Schools Using AI in Gun Detection
The Ocean City School District in New Jersey have attempted to prevent the rise in gun violence by using a technology solution. The system uses AI with human in the loop technology to monitor camera feeds and has been developed by a company called ZeroEyes. As well as being able to detect guns, the police are hoping just advertising the use of this technology will deter people have carrying guns to school, and on the boardwalk where it will also be in operation (Read more)
Heart on My Sleeve (ghostwriter977 song)
A bit of strange news this week. But first some background is needed. In April, a TikTok user called ghostwriter977 uploaded a song which was generated by AI. This song included deepfake (when AI is used to imitate people) voices of Drake and the Weekend. The song called heart on my sleeve was uploaded to Spotify, Youtube and TikTok and quickly became extremely popular with millions of views before it was removed by Universal Music Group. This caused a Stanford University Professor to say "The cat is not going back in the bag" about AI generated music (reported by NPR).

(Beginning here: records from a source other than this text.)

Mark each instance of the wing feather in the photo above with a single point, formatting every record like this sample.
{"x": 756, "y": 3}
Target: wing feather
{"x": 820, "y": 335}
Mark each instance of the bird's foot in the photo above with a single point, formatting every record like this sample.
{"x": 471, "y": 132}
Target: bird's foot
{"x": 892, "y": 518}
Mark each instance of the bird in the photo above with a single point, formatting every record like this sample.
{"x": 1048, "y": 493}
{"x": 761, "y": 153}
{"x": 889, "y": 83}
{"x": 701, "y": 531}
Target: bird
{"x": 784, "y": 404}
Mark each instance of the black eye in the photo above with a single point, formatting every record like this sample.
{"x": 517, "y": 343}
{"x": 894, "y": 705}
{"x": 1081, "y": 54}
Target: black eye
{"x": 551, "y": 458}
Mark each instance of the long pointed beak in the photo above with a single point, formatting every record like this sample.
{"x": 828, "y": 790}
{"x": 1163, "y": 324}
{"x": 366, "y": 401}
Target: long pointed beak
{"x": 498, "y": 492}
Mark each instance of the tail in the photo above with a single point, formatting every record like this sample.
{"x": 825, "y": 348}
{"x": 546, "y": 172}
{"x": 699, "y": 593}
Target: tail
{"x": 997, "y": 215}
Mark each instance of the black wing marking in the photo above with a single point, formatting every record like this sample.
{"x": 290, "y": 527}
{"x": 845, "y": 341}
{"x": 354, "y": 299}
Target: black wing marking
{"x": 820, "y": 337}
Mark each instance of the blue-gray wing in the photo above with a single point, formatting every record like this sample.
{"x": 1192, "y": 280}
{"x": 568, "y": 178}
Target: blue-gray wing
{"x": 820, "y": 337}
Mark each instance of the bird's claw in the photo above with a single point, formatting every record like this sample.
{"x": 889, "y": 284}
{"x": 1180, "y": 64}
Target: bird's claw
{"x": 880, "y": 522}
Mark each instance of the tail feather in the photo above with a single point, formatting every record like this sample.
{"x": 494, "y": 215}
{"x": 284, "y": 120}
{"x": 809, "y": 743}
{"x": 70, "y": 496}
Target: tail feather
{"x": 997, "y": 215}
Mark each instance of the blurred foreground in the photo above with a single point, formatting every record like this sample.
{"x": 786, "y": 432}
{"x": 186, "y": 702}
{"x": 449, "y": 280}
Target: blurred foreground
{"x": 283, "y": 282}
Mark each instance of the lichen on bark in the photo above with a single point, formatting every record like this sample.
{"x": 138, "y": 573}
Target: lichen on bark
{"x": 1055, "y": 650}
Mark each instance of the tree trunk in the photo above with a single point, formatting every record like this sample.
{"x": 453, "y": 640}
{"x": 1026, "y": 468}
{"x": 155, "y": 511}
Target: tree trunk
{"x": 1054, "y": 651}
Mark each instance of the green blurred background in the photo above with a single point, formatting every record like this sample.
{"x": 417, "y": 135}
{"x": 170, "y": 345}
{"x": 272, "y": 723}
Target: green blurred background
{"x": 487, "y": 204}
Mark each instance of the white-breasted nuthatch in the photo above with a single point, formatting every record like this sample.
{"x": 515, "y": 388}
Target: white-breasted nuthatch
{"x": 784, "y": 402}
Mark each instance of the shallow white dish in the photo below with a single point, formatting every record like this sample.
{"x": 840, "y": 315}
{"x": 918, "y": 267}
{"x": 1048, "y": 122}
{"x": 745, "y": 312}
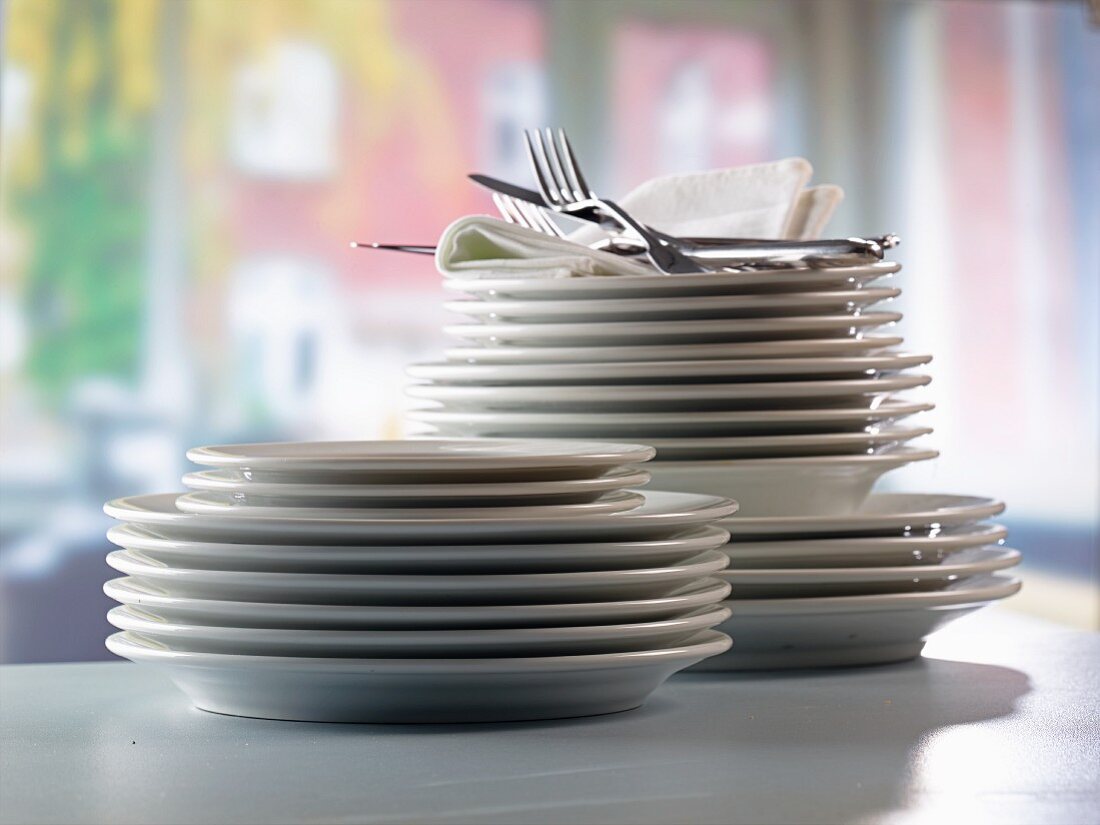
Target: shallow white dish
{"x": 231, "y": 506}
{"x": 712, "y": 283}
{"x": 798, "y": 349}
{"x": 419, "y": 589}
{"x": 418, "y": 690}
{"x": 568, "y": 491}
{"x": 847, "y": 630}
{"x": 815, "y": 485}
{"x": 433, "y": 461}
{"x": 772, "y": 447}
{"x": 915, "y": 549}
{"x": 513, "y": 558}
{"x": 813, "y": 582}
{"x": 347, "y": 617}
{"x": 649, "y": 425}
{"x": 662, "y": 515}
{"x": 419, "y": 644}
{"x": 641, "y": 397}
{"x": 586, "y": 310}
{"x": 882, "y": 514}
{"x": 667, "y": 372}
{"x": 650, "y": 332}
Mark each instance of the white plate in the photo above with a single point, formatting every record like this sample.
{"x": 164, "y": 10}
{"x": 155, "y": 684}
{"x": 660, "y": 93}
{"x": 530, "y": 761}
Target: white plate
{"x": 667, "y": 372}
{"x": 644, "y": 426}
{"x": 569, "y": 491}
{"x": 864, "y": 551}
{"x": 798, "y": 349}
{"x": 717, "y": 283}
{"x": 231, "y": 506}
{"x": 650, "y": 332}
{"x": 668, "y": 396}
{"x": 348, "y": 617}
{"x": 586, "y": 310}
{"x": 512, "y": 558}
{"x": 418, "y": 690}
{"x": 814, "y": 485}
{"x": 382, "y": 589}
{"x": 813, "y": 582}
{"x": 882, "y": 514}
{"x": 773, "y": 447}
{"x": 419, "y": 644}
{"x": 847, "y": 630}
{"x": 662, "y": 515}
{"x": 425, "y": 460}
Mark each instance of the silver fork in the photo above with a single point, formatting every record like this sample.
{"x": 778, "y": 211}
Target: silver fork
{"x": 564, "y": 189}
{"x": 526, "y": 215}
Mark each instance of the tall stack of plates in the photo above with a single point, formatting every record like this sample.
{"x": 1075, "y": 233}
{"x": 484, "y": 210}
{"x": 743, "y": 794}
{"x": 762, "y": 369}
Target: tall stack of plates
{"x": 419, "y": 581}
{"x": 779, "y": 388}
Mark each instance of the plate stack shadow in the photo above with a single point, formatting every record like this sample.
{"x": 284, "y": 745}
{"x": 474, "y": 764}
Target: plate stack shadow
{"x": 485, "y": 580}
{"x": 781, "y": 388}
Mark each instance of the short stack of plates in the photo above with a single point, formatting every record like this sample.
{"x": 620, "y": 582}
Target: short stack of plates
{"x": 860, "y": 589}
{"x": 743, "y": 381}
{"x": 419, "y": 581}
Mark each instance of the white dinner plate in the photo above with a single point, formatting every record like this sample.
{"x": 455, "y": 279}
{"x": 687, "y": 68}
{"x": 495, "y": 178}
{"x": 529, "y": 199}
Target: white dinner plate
{"x": 648, "y": 425}
{"x": 712, "y": 283}
{"x": 813, "y": 485}
{"x": 587, "y": 310}
{"x": 882, "y": 514}
{"x": 662, "y": 515}
{"x": 668, "y": 396}
{"x": 813, "y": 582}
{"x": 348, "y": 617}
{"x": 798, "y": 349}
{"x": 865, "y": 550}
{"x": 230, "y": 505}
{"x": 419, "y": 644}
{"x": 667, "y": 372}
{"x": 384, "y": 589}
{"x": 772, "y": 447}
{"x": 510, "y": 558}
{"x": 418, "y": 690}
{"x": 650, "y": 332}
{"x": 424, "y": 460}
{"x": 848, "y": 630}
{"x": 568, "y": 491}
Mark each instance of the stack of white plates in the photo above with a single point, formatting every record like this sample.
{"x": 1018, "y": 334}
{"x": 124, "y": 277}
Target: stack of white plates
{"x": 419, "y": 581}
{"x": 776, "y": 384}
{"x": 777, "y": 388}
{"x": 859, "y": 589}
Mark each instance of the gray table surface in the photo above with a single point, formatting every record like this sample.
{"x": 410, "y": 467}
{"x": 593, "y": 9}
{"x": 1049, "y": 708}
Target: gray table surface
{"x": 999, "y": 722}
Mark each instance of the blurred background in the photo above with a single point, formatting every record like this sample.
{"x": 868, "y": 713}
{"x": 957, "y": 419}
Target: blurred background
{"x": 179, "y": 180}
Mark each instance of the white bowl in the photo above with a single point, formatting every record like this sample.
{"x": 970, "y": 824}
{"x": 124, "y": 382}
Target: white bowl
{"x": 384, "y": 589}
{"x": 437, "y": 559}
{"x": 498, "y": 494}
{"x": 418, "y": 690}
{"x": 847, "y": 630}
{"x": 815, "y": 485}
{"x": 862, "y": 551}
{"x": 812, "y": 582}
{"x": 419, "y": 644}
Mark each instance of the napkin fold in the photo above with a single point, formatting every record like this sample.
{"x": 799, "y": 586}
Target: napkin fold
{"x": 758, "y": 200}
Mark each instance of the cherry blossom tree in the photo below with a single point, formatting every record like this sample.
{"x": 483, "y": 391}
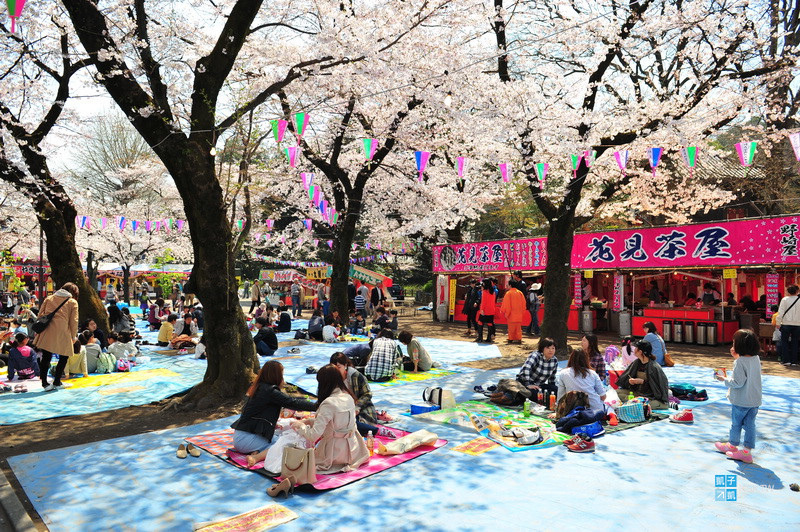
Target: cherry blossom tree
{"x": 608, "y": 76}
{"x": 36, "y": 84}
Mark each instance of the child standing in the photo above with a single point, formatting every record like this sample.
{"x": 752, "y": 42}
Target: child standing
{"x": 744, "y": 393}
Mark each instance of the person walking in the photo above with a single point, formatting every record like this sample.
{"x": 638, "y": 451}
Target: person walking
{"x": 60, "y": 335}
{"x": 534, "y": 303}
{"x": 789, "y": 322}
{"x": 295, "y": 291}
{"x": 471, "y": 303}
{"x": 255, "y": 296}
{"x": 514, "y": 308}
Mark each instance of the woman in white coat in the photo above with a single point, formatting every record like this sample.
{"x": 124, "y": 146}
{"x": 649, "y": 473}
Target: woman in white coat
{"x": 340, "y": 446}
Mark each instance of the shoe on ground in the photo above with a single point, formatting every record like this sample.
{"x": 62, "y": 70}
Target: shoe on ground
{"x": 684, "y": 416}
{"x": 725, "y": 447}
{"x": 742, "y": 455}
{"x": 583, "y": 445}
{"x": 387, "y": 433}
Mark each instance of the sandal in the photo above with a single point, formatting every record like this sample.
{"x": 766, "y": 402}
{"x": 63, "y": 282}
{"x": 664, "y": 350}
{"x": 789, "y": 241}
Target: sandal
{"x": 181, "y": 452}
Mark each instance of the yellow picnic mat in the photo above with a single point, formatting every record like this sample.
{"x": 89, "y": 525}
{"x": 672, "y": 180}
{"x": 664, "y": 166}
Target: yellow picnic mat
{"x": 117, "y": 378}
{"x": 263, "y": 518}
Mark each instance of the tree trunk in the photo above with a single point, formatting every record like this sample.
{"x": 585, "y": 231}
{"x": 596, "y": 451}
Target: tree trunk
{"x": 126, "y": 280}
{"x": 557, "y": 286}
{"x": 232, "y": 358}
{"x": 65, "y": 265}
{"x": 341, "y": 263}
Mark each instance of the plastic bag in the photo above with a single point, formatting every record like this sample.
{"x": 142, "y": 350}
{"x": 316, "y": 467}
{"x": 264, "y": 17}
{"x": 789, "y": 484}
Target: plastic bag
{"x": 274, "y": 459}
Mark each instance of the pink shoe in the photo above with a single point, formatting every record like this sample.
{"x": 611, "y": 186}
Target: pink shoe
{"x": 742, "y": 455}
{"x": 725, "y": 447}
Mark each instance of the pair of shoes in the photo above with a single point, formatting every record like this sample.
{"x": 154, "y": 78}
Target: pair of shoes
{"x": 386, "y": 433}
{"x": 580, "y": 443}
{"x": 185, "y": 450}
{"x": 742, "y": 455}
{"x": 725, "y": 447}
{"x": 684, "y": 416}
{"x": 285, "y": 486}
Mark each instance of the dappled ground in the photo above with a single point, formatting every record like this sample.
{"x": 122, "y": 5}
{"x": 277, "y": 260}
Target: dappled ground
{"x": 63, "y": 432}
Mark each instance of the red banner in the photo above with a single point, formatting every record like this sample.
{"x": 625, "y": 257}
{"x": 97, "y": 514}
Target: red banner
{"x": 736, "y": 243}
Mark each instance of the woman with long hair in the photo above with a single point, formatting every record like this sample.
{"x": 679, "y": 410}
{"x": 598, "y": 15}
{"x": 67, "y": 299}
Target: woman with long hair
{"x": 579, "y": 376}
{"x": 253, "y": 431}
{"x": 60, "y": 335}
{"x": 340, "y": 446}
{"x": 589, "y": 344}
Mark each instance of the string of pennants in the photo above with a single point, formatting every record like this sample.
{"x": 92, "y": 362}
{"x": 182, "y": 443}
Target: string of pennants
{"x": 689, "y": 154}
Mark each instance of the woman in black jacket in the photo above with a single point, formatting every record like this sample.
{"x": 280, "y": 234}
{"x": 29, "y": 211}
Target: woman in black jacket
{"x": 254, "y": 429}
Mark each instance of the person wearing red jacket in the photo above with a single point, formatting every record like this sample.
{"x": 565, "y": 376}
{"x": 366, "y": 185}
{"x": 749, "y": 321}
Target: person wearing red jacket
{"x": 514, "y": 308}
{"x": 486, "y": 312}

Now what has happened this week - first, the New York Times reported that ghostwriter has put this song heart on my sleeve forward for two Grammy categories. We are very intrigued about how the Grammy committee will respond to this nomination.
Also, ghostwriter977 has released another song, this time deepfaking Travis Scott.
Arsenal's Women Team Leading the Way in AI
AI Causing Issues in US Immigration
The use of AI systems has caused some issues with asylum applications in the US. The reliance on these systems means migrants are often going without translators and are being misunderstood by the AI systems (Read more)
Is AI the answer to make infertility? Some researchers from University of Technology Sydney believe they have built some software, SpermSearch, which can help the 7% of men facing these issues.
Trending - The World of Regulation is Back From Summer Holidays
The summer has been full of vague mentions of AI plans, particularly from the UK government. Last week, an AI Safety Summit was announced scheduled for November and quite a damning report released from the Science, Innovation and Technology committee calling for the Government to act on AI governance. It seems they have listened.
The Frontier's AI task force has been announced (Gov.uk). It includes:
Ian Hogarth who will be the Frontier AI Taskforce Chair,
Yoshua Bengio, a Turing Prize Laureate
Matt Clifford, co-founder of Entrepreneur First and Prime Minister’s Representative for the AI Safety Summit
Matt Collins, Deputy National Security Adviser
Alex Van Someren, Chief Scientific Adviser for National Security
Dame Helen Stokes-Lampard, Academy of Medical Royal Colleges Chair
Paul Christiano, Alignment Research Centre Chief
Financial Times published a piece on Ian Hogarth focusing on the cyber threat of AI to the NHS.
The leaders of the G7 countries have agreed to make an international AI code of conduct. This will be "unified but nonbinding", and includes protecting businesses and investing in cybersecurity (politico)
Is the EU AI Act Enough?
The OECD have criticised the EU's AI Act as being too vague to really have an impact. They call for leaders to "define deceptive, subliminal and manipulative techniques" and address them separately. This paper based in recent research is worth a read if interest in the potential threat of AI (OECD)
What a week - it feels like a positive week compared to those in the past months. We're seeing some good progress in terms of regulation, and the real life use cases feel like they will be impactful (in a good way, fingers crossed).